NASA: Asteroid will approach but miss Earth on Thursday

The asteroid will get 10 times closer to Earth than communications satellites currently in orbit, but NASA insists there’s no chance of it hitting Earth.

CAPE CANAVERAL, Fla. — A delivery truck-sized asteroid will whip past Earth Thursday night, in one of the closest such encounters on record.

NASA insists it will be a near miss without the asteroid being able to hit Earth.

NASA said Wednesday that this newly discovered asteroid will zoom 2,200 miles (3,600 kilometers) over the southern tip of South America. That’s ten times closer than the swarm of communications satellites orbiting overhead.

Closest approach is at 7:27 p.m. EST (9:27 p.m. local).

Even if the space rock got much closer, scientists said most of it would burn up in the atmosphere, with some of the larger pieces possibly falling as meteorites.

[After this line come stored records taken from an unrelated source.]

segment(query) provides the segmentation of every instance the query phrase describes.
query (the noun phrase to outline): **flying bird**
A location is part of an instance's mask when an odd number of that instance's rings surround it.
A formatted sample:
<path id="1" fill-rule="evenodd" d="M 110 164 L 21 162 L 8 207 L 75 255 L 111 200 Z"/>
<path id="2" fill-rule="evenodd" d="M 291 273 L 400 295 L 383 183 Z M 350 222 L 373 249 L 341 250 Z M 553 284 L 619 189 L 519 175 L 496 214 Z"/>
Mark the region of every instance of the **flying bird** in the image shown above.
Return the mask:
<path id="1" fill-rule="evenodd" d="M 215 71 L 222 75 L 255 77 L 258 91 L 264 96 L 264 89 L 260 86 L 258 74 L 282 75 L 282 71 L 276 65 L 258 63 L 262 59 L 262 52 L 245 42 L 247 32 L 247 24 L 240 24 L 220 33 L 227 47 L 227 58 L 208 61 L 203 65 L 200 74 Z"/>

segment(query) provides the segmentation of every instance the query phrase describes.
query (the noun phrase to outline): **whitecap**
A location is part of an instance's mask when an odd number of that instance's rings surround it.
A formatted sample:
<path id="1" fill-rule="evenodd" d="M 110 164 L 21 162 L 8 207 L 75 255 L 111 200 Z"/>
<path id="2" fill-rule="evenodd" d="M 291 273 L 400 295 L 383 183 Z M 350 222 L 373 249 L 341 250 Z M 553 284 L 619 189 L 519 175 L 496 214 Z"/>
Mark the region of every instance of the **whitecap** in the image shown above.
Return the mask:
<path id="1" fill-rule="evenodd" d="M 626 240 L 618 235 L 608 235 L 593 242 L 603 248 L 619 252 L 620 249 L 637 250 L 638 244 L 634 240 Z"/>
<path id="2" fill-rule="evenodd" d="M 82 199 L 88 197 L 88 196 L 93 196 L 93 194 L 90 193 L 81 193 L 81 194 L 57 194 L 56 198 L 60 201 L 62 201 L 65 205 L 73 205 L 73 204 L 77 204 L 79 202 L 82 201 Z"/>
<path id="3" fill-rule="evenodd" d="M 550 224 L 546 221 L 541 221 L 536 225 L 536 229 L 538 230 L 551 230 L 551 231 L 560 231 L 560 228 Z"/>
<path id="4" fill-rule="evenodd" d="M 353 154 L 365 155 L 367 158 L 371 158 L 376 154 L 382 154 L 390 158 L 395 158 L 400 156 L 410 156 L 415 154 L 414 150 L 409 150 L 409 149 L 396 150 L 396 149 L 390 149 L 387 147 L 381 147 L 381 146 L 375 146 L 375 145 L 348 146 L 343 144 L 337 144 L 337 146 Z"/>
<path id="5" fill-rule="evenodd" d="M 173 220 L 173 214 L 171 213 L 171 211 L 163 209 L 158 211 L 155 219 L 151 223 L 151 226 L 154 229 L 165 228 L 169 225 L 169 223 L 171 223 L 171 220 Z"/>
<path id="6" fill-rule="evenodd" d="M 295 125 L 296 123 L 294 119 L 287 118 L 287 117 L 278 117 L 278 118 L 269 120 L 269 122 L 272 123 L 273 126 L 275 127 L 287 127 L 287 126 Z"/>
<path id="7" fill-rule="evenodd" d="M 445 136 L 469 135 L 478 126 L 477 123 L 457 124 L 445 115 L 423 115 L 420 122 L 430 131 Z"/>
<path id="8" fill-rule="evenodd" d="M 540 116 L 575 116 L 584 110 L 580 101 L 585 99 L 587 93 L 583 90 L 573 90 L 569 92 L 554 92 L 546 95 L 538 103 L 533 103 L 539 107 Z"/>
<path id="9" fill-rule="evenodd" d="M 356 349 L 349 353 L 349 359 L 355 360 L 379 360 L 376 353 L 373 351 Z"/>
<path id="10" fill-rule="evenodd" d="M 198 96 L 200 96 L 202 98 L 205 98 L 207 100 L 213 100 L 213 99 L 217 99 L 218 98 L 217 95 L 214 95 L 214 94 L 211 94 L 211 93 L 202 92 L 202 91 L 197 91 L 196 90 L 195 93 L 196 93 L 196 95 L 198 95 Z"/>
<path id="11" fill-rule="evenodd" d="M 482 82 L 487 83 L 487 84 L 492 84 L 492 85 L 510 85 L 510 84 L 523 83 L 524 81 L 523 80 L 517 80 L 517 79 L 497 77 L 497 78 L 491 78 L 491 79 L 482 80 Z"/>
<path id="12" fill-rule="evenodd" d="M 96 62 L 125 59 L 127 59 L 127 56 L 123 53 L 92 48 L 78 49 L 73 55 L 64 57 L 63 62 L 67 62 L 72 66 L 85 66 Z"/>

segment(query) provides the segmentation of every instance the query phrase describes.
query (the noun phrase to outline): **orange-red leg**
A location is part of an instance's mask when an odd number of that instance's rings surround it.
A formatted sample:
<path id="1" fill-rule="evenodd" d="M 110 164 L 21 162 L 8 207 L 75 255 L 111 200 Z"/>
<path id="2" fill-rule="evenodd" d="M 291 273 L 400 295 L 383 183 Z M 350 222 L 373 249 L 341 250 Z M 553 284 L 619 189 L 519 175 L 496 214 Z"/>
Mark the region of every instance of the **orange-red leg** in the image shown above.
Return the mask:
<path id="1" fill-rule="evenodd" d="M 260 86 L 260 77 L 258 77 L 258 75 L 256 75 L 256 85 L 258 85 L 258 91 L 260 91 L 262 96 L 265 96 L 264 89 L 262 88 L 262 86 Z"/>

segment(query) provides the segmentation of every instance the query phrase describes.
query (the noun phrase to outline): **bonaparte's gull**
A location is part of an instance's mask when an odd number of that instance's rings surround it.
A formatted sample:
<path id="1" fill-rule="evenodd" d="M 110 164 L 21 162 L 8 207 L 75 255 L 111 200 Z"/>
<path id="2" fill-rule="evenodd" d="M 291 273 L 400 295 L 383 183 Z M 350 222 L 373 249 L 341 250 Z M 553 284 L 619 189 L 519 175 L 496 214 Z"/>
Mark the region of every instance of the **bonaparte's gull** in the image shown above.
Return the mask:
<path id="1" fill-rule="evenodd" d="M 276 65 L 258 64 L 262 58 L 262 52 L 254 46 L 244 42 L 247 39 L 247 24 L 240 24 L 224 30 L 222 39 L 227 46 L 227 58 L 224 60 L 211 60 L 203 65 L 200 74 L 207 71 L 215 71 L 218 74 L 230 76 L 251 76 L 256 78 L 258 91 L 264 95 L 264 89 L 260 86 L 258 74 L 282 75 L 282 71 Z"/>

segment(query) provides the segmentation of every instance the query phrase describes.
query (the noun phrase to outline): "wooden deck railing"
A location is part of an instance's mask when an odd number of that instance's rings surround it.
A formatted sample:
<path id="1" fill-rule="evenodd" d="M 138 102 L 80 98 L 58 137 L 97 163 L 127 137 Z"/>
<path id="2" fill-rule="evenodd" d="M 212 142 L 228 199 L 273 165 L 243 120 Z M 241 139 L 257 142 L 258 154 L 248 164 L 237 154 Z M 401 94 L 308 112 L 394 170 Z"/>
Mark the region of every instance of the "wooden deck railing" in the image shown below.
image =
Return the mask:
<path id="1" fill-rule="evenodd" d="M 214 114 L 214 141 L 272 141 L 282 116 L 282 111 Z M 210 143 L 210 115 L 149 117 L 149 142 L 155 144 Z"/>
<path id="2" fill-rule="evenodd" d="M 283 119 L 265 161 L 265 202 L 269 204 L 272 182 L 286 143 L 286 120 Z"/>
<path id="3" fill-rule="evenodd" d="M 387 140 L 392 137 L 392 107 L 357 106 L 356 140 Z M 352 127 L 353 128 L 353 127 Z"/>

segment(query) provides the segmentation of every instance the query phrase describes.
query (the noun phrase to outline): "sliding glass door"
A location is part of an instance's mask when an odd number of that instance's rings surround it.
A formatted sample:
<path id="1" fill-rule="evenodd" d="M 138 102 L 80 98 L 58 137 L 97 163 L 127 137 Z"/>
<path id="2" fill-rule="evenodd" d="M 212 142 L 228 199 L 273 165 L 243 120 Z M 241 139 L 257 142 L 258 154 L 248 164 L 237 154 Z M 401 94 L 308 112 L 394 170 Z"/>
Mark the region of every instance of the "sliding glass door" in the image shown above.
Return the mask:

NASA’s impact hazard rating system, called Scout, quickly ruled out a strike, said its developer Davide Farnocchia, an engineer at the agency’s Jet Propulsion Laboratory in Pasadena, California.

“But despite the very few observations, it was still able to predict that the asteroid would make an extraordinarily close approach to Earth,” Farnocchia said in a statement. “In fact, this is one of the closest objects ever recorded to a known near-Earth planet.”

The asteroid discovered on Saturday, named 2023 BU, is said to have a diameter of between 3.5 meters and 8.5 meters. It was first discovered by the same amateur astronomer in Crimea, Gennady Borisov, who discovered an interstellar comet in 2019. In a matter of days, dozens of observations were made by astronomers around the world, allowing them to refine the asteroid’s orbit.

The asteroid’s orbit is drastically altered by Earth’s gravity as it passes. Instead of orbiting the sun every 359 days, NASA says it will move on an oval orbit that lasts 425 days.